Feature

Firm Hosts Life Sciences Leaders During Global Healthcare Conference

Friday, January 22, 2016

Several thousand executives, analysts, bankers, venture capitalists, and lawyers journey to San Francisco each January for the highly anticipated JPMorgan Healthcare Conference.

EXPLORING INDUSTRY TRENDS

Coinciding with JPMorgan’s 34th annual conference, Morgan Lewis held a roundtable on January 12 for general counsel and other senior legal officers focusing on the challenges that pharmaceutical, biotech, and medical device companies face. Trending topics included international tax planning for life sciences companies, US Food and Drug Administration (FDA) and European Union regulatory trends, and biosimilars and intellectual property (IP) trends. Our guests interacted with Morgan Lewis Princeton partner Randy Sunberg; Santa Monica/Washington, DC, partner Richard de Bodo; San Francisco partner Ben Pensak; Silicon Valley partner John Ryan; Washington, DC, partners Kathy Sanzo and Bob Smyth; and London consultant Paul Ranson.

Our firm held its annual wine reception after the roundtable. Taking place this year at San Francisco’s Sir Francis Drake Hotel, the reception drew more than 600 guests, including executives from local and international life sciences and healthcare companies, investors, private equity firms, and consultants, many of whom we count as clients.

Q&A WITH RANDY SUNBERG

Randy, who serves as co-chair of the Morgan Lewis life sciences interdisciplinary group with San Francisco partner Jeff Mann, spoke to us about the year ahead and how our interdisciplinary teams are poised to assist companies in achieving their business objectives.

Members of our life sciences team collaborate with colleagues in various specialties. What is the hallmark of the practice?

Our life sciences industry sector is a boutique within our global law firm that focuses on the life sciences and healthcare industry and spans all the relevant practice areas in almost every one of our offices worldwide. We team among our intellectual property, FDA/regulatory, transactional, and litigation groups to bring cutting-edge industry knowledge to our clients’ mission-critical deals and cases.

Life sciences companies in the United States, Europe, and elsewhere face multifaceted challenges to their business plans, from consolidation to pricing pressures, to health reform and growing regulation.
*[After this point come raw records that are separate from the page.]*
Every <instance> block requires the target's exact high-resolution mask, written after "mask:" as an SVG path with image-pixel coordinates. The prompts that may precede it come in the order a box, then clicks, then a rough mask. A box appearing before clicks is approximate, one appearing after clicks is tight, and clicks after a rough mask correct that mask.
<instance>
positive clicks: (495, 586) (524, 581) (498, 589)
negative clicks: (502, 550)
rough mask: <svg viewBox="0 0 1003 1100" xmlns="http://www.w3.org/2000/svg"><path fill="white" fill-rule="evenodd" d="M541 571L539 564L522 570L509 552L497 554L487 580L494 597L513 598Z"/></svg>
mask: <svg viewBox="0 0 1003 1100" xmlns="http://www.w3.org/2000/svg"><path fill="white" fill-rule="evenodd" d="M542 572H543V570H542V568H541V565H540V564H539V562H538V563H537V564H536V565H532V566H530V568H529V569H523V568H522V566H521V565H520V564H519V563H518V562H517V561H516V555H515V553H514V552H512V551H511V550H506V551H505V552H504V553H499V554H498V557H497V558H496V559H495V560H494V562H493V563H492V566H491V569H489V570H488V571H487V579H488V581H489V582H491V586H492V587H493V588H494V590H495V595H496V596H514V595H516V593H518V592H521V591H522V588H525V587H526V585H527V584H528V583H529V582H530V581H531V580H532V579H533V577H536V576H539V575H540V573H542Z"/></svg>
What are the top client concerns globally as 2016 unfolds?

Top concerns for our life sciences clients include optimizing their tax strategies in the global marketplace; the advent of personalized medicine and companion diagnostics; combination therapies, such as immuno-oncology; and the IP and regulatory challenges and opportunities of biosimilars.

How do you help clients stay ahead of regulations coming out of the European Union?

We work with our colleagues in London, Brussels, Paris, and Frankfurt to keep ahead of developments in the EU, as well as with our colleagues in Dubai, to understand how trends in the Middle East and North Africa can affect the EU and surrounding areas. To bring this knowledge to our clients, we have offered webinars and publications, such as Medicines Pricing and Reimbursement: Demonstrating Value and Sharing Risk in the EU and United States and our London team’s LawFlash, International Life Sciences Data Transfers After Schrems. We do the same for China and Japan, as well.

In fall 2015, US regulators tightened rules on so-called “tax inversions” in which corporations pursue overseas mergers that lead to, among other things, tax benefits. What keeps clients up at night specific to this topic or in the realm of international tax planning more broadly?  

Our clients’ tax environment has become more global as they expand their research and development, manufacturing, and commercial operations into new markets. We follow developments in the United States and international tax rules so we can advise clients on inversions that are still possible, as well as the state of the art in transfer pricing and other issues that affect the taxability of their business activities.

Last year also brought many important developments in the biosimilars industry, including the FDA’s approval of its first biosimilar application. What are some of the unique challenges that clients will face in 2016 in this growing area?

Companies seeking to introduce new biosimilar products as well as companies combating biosimilar entry will all face a rapidly changing legal, patent, and regulatory environment and issues of first impression in 2016. Our biosimilars team includes lawyers who have already litigated issues under the recently enacted Biologic Price Competition and Innovation Act (BPCIA), successfully challenged and overturned patents in the US Patent Office that were intended to block biosimilar entry, and worked with the FDA to get biosimilar applications approved. As a result, we are well qualified to assist companies seeking to launch biosimilars as well as companies with existing biologics drugs that want to oppose biosimilar entry.